This deeply traumatic situation not only left a family torn apart, but left Courtney facing a long jail sentence just as he was beginning his football career. In fact, Courtney ended up only receiving a 16month jail sentence and has been banned from driving for 3 years.
In my personal opinion I think he should have received a longer sentence, yes he made a mistake, but his mistake killed two innocent people and left two young boys as orphans. If it was my family, I wouldn’t be satisfied knowing that he was only going to be serving a few months in prison.
Today, I read another story in the paper about a mother who lost her daughter Kelly to dangerous driving. Her daughter was killed in a car accident when a 17 year old boy who was sitting in his friend’s car decided to drive around the grounds of their college, despite the fact he didn’t have a licence.
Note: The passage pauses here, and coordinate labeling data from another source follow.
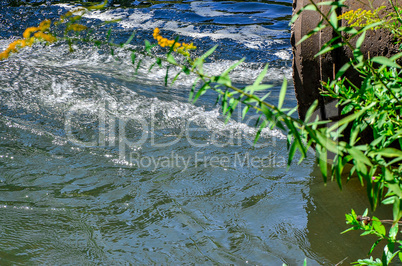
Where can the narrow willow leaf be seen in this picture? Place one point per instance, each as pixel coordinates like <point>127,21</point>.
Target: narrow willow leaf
<point>385,61</point>
<point>389,152</point>
<point>159,62</point>
<point>333,18</point>
<point>133,57</point>
<point>360,41</point>
<point>359,156</point>
<point>190,96</point>
<point>378,227</point>
<point>166,76</point>
<point>374,245</point>
<point>148,46</point>
<point>322,162</point>
<point>282,94</point>
<point>292,152</point>
<point>348,119</point>
<point>262,126</point>
<point>310,111</point>
<point>393,232</point>
<point>245,111</point>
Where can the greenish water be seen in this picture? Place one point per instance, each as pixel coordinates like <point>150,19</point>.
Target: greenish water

The boy drove out into the road and was doing 80mph in a 40mph zone; he then hit the kerb and smashed into an oak tree. Kelly died on impact.
There are so many stories of young drivers putting themselves or their friend’s lives in danger when they decide to take driving risks for an adrenaline rush. Every young driver should be made aware of the dangerous situations they could put themselves in if they take risks on the road. Not only to improve their own driving, but also to educate their friends when they are passengers in cars.
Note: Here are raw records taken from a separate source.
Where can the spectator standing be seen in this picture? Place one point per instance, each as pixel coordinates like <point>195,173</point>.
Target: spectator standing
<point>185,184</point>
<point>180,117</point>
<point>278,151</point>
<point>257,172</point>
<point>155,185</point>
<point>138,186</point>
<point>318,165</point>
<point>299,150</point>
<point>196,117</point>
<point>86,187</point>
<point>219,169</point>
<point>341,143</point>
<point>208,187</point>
By hearing just one traumatic story of a young driver who has been paralysed or killed in a road accident, it should hopefully open the eyes of every young driver around the world. The AA does a young driver scheme which enables young drivers to gain a fuller understanding of the dangers and potential consequences of their driving decisions.I think this scheme should be compulsory for every driver and more companies should provide it for young drivers.